What I do not like is leaving it exposed by default just because it has always been there. The list of sites that truly need XML-RPC today is much shorter than people pretend.
Attackers still use it for:
- brute-force attempts
- pingback abuse
- repetitive automated requests
- spreading authentication pressure across a less obvious path than
wp-login.php
The worst part is not always the request volume. In practice, most XML-RPC abuse we see is not a dramatic flood. It is a low-grade background drip that operators ignore until PHP workers start queuing and the site feels vaguely unhealthy.
Why "the site is still up" is the wrong comfort
This is the same mistake teams make with other WordPress abuse paths.
They assume the absence of a visible outage means the issue is minor.
Meanwhile, the site is still paying for:
- PHP execution
- application routing
- plugin-side logic
- database reads
- log noise nobody wants to interpret
That is enough to matter, especially on sites that already have busy login paths, WooCommerce traffic, or other dynamic behavior competing for the same resources.
Disabling it is usually better than filtering it
This is the first serious question to answer.
Do you still need XML-RPC?
If the answer is no, then disabling it is usually the cleanest move. Not because every hostile request disappears forever, but because removing unnecessary surface area is more reliable than endlessly filtering around it.
I have a strong bias here. If a feature is old, publicly reachable, and no longer part of the real workflow, I would rather remove it than decorate it with ten defensive bandages.
If you do need it, the control point matters
If XML-RPC must stay enabled, then the question becomes where the traffic gets evaluated.
If WordPress has to wake up and inspect the request before anything useful happens, the origin is still doing the defensive work too late.
That is why I care more about edge-side handling than clever local plugin rules. The goal is not just to recognize hostile requests. The goal is to stop paying origin cost for them.
This is one reason FirePhage WAF is a more useful control point for this kind of pressure. XML-RPC abuse should be treated as part of the edge traffic problem, not just as another WordPress plugin setting.

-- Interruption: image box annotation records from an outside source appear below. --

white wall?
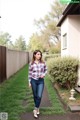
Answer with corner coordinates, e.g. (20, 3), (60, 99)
(68, 15), (80, 58)
(61, 15), (80, 85)
(61, 15), (80, 59)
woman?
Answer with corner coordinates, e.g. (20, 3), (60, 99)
(29, 50), (47, 118)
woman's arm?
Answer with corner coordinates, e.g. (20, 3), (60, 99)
(28, 63), (32, 86)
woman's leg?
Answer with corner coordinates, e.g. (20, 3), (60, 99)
(31, 79), (37, 107)
(36, 79), (44, 108)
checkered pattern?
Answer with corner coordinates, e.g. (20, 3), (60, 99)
(28, 62), (47, 81)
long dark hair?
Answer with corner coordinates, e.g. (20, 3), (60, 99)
(32, 50), (44, 64)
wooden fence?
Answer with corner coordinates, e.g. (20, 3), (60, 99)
(0, 46), (6, 82)
(0, 46), (32, 83)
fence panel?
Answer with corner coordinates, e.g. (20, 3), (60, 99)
(0, 46), (6, 83)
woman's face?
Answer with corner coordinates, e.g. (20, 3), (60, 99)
(35, 52), (41, 60)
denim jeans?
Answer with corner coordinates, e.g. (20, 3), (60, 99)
(31, 78), (44, 108)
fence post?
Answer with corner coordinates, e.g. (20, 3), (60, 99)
(0, 46), (6, 83)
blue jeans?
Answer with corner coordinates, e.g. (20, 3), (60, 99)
(31, 78), (44, 108)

What XML-RPC abuse actually looks like in logs
The textbook explanation is easy. The real pattern is messier.
You might see:
- repeated POST requests to
/xmlrpc.php - a mix of countries and weak IP rotation
- long periods of low-volume repetition
- login pressure that does not fully show up on the main login path
That last point matters. Teams sometimes believe they have their authentication surface under control because wp-login.php looks quiet. Then XML-RPC is carrying a chunk of the pressure on the side.

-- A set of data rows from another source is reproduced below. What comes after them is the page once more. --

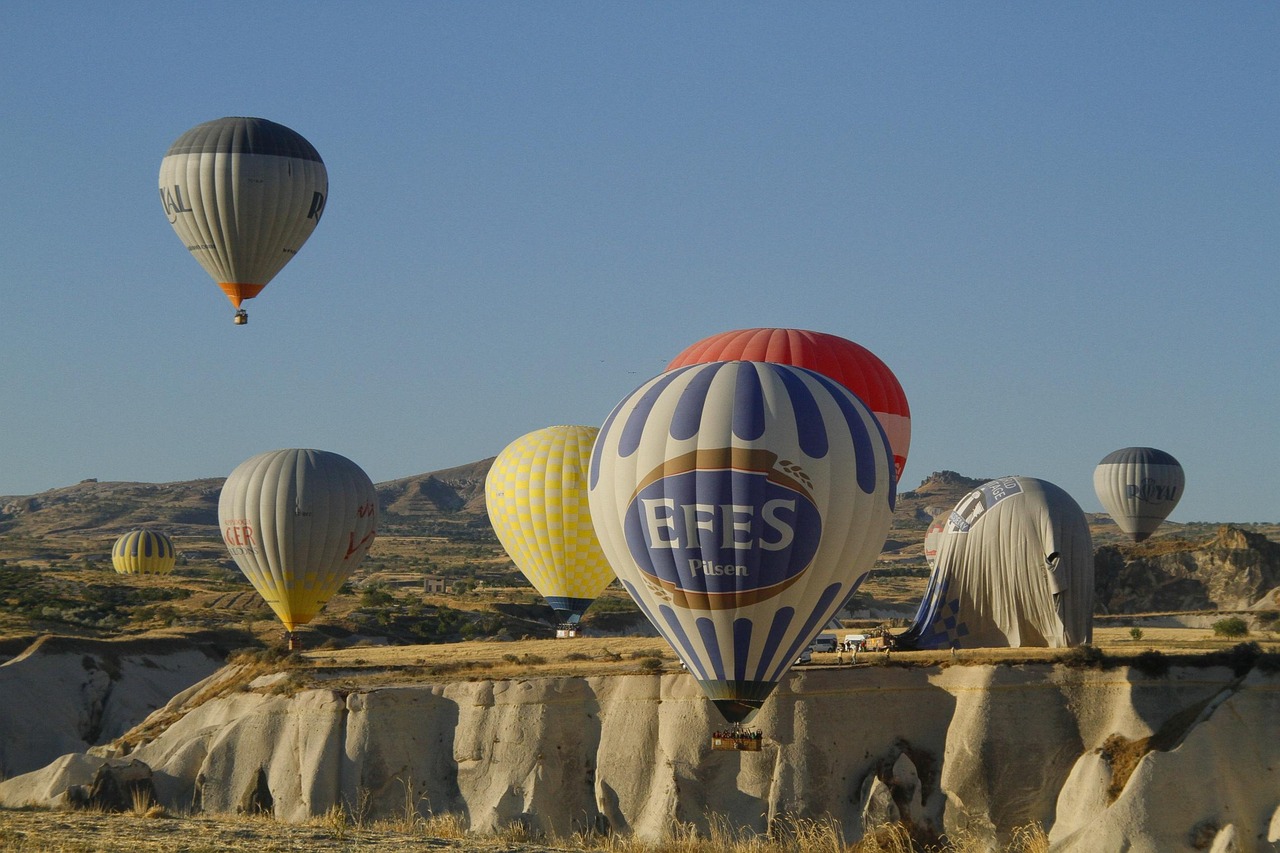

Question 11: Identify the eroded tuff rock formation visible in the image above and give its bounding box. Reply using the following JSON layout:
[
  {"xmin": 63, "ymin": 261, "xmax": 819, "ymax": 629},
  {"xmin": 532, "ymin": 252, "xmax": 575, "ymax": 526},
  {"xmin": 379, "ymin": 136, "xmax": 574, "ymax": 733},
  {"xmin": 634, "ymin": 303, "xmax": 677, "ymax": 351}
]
[
  {"xmin": 1094, "ymin": 525, "xmax": 1280, "ymax": 613},
  {"xmin": 0, "ymin": 665, "xmax": 1280, "ymax": 852}
]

This is why I prefer asking "which authentication paths are taking work?" instead of "is login protected?"
Why rate limiting helps even when it is incomplete
Rate limiting is worth using here.
It is not enough on its own.
Both things can be true.
Rate limiting helps because it raises the cost of repetition and reduces the impact of naive automation. What it will not do is fully solve distributed pressure from many sources. If 80 weak hosts are taking turns, a narrow rule is not going to carry the whole job.
That is not a reason to skip it. It is a reason to treat it honestly.
I would much rather use a partial control with realistic expectations than overpromise what one neat-looking rule can do.
Why WooCommerce operators should care too
On a WooCommerce store, XML-RPC is not just a WordPress legacy detail.
It is one more path that can consume resources while the store is already trying to protect:
- customer login flows
- account sessions
- cart and checkout performance
- product/API behavior
That is why I keep repeating the same principle: the more business-critical the site, the less patient I am with unnecessary public attack surface.
If the store does not need XML-RPC, turn it off.
The better operating habit
Review XML-RPC as part of normal surface-area management, not as a special incident project.
Ask:
- do we still need it
- who depends on it
- what happens if we disable it
- if we keep it, is the traffic controlled before origin
That habit is more useful than rediscovering the endpoint every time the site starts feeling slightly slower under unexplained pressure.
The point that matters
If XML-RPC stays exposed, protect it like a real attack surface. If it is not needed, remove it and stop paying origin cost for traffic that should never have existed.